WASHINGTON (AP) The United States has deployed naval ships equipped with ballistic missile defenses and is monitoring North Korea "very closely" ahead of an anticipated rocket launch, the head of US Pacific Command said Thursday.

It was "logical" for US naval ships in the region to track North Korea's launch and "to the degree that those ships are capable of participating in ballistic missile defense, then we'll position them to be able to do that," Admiral Samuel Locklear told reporters.

The US Navy took a similar approach during the last North Korean launch, he added at a Pentagon news conference.

Two guided missile destroyers, the USS Benfold and the USS Fitzgerald, have been sent to the area ahead of the launch, a Navy official told AFP.

The two ships were moving in to "monitor any potential missile launch by North Korea and to reassure regional allies should a launch occur," said the official, who spoke on condition of anonymity.

Both destroyers are equipped with the sophisticated Aegis ballistic missile defense system.

Locklear said naval ships had been sent to the region "so we understand if they do violate the UN Security Council (resolution) and launch a missile, what kind is it?
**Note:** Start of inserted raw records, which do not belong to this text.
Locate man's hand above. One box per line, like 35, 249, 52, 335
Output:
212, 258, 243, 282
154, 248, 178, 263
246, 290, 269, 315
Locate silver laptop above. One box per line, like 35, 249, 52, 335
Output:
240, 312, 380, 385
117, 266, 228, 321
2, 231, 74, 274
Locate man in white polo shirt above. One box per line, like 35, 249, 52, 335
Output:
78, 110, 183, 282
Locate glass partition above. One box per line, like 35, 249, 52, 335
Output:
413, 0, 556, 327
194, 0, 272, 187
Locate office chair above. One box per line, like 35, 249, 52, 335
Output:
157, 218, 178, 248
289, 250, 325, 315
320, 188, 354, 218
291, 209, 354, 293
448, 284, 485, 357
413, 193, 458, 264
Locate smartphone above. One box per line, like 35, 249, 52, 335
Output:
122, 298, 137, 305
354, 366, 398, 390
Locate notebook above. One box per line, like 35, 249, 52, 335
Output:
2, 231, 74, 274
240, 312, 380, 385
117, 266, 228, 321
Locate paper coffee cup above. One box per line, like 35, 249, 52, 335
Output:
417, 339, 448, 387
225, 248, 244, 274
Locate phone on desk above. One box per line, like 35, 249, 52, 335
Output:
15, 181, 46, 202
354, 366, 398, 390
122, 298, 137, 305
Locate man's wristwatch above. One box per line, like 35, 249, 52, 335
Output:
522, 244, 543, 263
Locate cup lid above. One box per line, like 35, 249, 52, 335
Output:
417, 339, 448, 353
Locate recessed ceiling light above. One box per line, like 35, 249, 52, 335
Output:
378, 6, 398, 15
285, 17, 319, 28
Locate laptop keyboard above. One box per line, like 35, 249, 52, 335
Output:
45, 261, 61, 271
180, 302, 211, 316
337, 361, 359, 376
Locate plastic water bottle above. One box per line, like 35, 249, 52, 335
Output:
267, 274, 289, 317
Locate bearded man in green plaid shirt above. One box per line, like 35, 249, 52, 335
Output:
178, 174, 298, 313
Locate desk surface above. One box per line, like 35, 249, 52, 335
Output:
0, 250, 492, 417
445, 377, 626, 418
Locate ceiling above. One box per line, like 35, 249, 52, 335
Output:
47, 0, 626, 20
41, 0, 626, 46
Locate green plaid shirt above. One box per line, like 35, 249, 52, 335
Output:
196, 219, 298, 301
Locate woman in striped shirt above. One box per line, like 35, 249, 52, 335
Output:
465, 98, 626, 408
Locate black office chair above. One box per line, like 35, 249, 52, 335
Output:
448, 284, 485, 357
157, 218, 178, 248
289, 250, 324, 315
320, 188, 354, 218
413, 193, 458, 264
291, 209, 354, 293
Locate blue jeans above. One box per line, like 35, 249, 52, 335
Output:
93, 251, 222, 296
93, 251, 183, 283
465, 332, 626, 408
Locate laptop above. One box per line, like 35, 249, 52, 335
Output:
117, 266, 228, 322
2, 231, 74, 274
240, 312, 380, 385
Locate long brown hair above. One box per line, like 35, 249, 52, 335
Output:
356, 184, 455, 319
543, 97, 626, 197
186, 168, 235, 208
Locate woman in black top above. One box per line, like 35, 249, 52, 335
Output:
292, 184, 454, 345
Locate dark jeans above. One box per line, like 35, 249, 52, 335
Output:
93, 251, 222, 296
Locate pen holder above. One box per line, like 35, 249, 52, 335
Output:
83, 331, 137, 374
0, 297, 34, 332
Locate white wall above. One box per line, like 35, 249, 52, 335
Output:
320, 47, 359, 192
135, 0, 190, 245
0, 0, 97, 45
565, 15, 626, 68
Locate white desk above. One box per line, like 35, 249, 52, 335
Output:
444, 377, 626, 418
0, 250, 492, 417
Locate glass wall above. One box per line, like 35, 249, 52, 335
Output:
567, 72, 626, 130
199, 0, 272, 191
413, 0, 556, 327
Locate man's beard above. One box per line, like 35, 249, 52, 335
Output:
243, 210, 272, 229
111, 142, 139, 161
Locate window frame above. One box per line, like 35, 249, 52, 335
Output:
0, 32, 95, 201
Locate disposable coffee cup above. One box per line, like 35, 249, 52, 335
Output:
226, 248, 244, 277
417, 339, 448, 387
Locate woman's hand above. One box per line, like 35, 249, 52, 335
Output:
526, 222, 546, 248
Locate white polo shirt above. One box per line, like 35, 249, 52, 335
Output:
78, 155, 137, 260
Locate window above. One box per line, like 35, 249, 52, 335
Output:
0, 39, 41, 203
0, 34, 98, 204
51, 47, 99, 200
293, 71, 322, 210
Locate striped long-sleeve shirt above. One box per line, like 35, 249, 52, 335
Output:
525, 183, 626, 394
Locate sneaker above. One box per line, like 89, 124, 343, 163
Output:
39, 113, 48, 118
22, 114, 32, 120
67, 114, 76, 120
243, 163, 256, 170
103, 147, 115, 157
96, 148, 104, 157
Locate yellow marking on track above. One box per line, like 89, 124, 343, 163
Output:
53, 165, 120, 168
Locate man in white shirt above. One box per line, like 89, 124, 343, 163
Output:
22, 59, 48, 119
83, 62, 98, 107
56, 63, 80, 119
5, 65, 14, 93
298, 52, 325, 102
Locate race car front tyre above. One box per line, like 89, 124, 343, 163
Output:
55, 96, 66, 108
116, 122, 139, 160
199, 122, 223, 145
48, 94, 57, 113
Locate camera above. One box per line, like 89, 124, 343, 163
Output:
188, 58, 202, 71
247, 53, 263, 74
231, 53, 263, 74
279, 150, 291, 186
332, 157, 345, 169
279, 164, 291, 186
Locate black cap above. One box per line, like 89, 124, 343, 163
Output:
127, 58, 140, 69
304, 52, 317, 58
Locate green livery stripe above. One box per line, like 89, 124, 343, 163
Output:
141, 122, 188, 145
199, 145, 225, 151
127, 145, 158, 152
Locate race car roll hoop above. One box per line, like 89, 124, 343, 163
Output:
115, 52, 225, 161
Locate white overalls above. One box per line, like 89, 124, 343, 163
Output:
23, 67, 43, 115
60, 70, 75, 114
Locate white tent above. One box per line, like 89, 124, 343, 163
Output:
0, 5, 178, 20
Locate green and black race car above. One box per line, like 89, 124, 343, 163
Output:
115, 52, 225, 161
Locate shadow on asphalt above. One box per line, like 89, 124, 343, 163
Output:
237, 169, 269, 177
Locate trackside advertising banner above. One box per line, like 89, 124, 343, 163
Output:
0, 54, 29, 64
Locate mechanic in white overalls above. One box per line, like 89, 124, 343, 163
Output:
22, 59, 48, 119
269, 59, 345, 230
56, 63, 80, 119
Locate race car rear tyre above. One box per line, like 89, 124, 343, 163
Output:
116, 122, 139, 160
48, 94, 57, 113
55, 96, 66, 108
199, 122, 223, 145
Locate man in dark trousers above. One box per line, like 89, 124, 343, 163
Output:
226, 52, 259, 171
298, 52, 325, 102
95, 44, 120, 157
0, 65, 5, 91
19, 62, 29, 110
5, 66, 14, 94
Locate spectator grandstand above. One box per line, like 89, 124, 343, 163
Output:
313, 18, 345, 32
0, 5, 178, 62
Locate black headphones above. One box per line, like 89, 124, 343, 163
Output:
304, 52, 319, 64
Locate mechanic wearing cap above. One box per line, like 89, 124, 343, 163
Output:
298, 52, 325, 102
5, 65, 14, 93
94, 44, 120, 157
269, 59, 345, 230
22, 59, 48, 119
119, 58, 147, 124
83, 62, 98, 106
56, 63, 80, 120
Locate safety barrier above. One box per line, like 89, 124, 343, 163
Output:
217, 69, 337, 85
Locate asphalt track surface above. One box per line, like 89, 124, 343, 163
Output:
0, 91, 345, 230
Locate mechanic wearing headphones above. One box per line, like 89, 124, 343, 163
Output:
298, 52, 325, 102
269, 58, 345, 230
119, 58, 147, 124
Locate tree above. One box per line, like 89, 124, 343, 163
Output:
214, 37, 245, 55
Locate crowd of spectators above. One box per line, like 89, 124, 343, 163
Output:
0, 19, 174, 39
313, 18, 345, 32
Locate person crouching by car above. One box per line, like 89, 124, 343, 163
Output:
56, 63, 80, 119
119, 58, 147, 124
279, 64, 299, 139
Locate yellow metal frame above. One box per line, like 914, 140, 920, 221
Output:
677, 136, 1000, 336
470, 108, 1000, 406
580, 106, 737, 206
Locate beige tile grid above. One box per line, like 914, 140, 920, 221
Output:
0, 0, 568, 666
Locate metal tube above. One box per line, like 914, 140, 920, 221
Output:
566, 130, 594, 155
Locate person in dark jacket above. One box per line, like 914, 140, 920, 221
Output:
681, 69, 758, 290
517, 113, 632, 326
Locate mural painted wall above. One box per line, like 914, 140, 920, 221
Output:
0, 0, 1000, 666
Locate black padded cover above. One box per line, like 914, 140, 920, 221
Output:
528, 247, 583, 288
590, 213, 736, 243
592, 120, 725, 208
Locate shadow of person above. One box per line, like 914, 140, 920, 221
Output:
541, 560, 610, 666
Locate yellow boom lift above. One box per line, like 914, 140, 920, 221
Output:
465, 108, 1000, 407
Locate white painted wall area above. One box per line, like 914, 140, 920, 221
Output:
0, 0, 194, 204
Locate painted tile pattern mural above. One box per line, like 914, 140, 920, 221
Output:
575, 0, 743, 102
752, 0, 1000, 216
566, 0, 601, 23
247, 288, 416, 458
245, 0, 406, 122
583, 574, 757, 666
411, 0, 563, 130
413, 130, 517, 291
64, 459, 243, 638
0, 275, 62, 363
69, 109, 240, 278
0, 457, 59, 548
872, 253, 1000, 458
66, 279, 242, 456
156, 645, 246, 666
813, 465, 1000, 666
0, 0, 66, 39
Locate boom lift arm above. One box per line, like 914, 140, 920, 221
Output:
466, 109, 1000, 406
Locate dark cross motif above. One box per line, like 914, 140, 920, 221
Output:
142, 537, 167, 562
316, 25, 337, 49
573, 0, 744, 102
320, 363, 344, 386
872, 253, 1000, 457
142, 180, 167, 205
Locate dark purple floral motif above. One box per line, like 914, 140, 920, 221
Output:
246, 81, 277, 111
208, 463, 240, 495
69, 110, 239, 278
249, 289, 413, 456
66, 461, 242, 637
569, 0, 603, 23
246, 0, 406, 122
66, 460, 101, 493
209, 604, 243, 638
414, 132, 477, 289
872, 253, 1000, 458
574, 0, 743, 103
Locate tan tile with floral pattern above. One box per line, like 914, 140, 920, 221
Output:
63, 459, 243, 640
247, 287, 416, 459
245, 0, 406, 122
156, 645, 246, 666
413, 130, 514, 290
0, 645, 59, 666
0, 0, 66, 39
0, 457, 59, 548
What is it about? Where does it go? Who's threatened?"

The admiral, who commands US forces in the Asia-Pacific region, added that US forces would also be tracking any stray parts that might fall from the rocket.

Pyongyang has announced it will conduct between December 10 and 22 its second long-range rocket launch this year, after a much-hyped but failed attempt in April.

The North says it will be a purely "peaceful, scientific" mission aimed at placing an Earth observation satellite into orbit.

The United States and its allies insist the launches are disguised tests for an intercontinental ballistic missile capable of carrying a nuclear warhead.

Locklear said North Korea has steadily improved its missile technology but it was unclear whether this month's test would be successful.

"I think they have progressively gained better technology over time through a number of methods, a number of years and decades," he added.

"To the degree that they would be more successful than they were last time in such a short period of time and what they've done to correct it, I can't tell you."